Who is Priya Dali is a question gaining steady attention in India’s design, media, and cultural circles. At 29, Priya Dali is the creative director at Gaysi Family, one of India’s most visible queer media platforms. Her work focuses on design, storytelling, and building community. Over the last eight years, she has helped shape how queer stories are told and who gets space to tell them.
Priya Dali was named to the Forbes India 30 Under 30, marking her growing influence in India’s creative ecosystem. The recognition reflects long-term work rather than sudden success. Her career shows how design can support identity, visibility, and participation.
Early Life and Education
Priya Dali studied at Srishti Manipal Institute of Art, Design and Technology, where she trained in visual communication and design. Drawing was part of her life from a young age. At college, that interest became a practice.
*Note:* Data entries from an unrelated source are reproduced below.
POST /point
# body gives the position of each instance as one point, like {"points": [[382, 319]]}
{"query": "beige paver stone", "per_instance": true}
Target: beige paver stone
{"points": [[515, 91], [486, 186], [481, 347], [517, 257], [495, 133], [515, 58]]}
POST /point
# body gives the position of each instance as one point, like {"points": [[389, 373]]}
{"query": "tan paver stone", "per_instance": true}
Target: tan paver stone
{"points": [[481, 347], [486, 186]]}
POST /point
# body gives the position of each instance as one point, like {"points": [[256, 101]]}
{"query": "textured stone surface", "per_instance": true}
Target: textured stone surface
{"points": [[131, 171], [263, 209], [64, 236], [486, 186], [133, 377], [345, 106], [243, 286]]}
During this time, Dali was still closeted. She used illustration and visual storytelling to explore questions she could not yet speak about. Her graduation project was a graphic novel on coming out to parents in India. The project was based on real conversations with her mother in 2017, when Section 377 was still in force. The work connected personal experience with social reality.
That project brought her to Gaysi Family. She joined the platform as an intern in 2017.
Growing With Gaysi Family
Priya Dali’s career has grown alongside Gaysi Family. She began as an illustrator, then became art director, and later creative director. Over eight years, she has played a central role in turning Gaysi into a multi-format media and cultural institution.
Today, Gaysi is more than a digital publication. It runs exhibitions, workshops, markets, and long-term creative programs. Dali has co-led several of these efforts. Key initiatives include Queer Swipe Stories, Queer Made Weekend, Zine Bazaar, Open Art House, Queering Workspaces, and Do You See Us?. The last is among India’s first large-scale queer art exhibitions.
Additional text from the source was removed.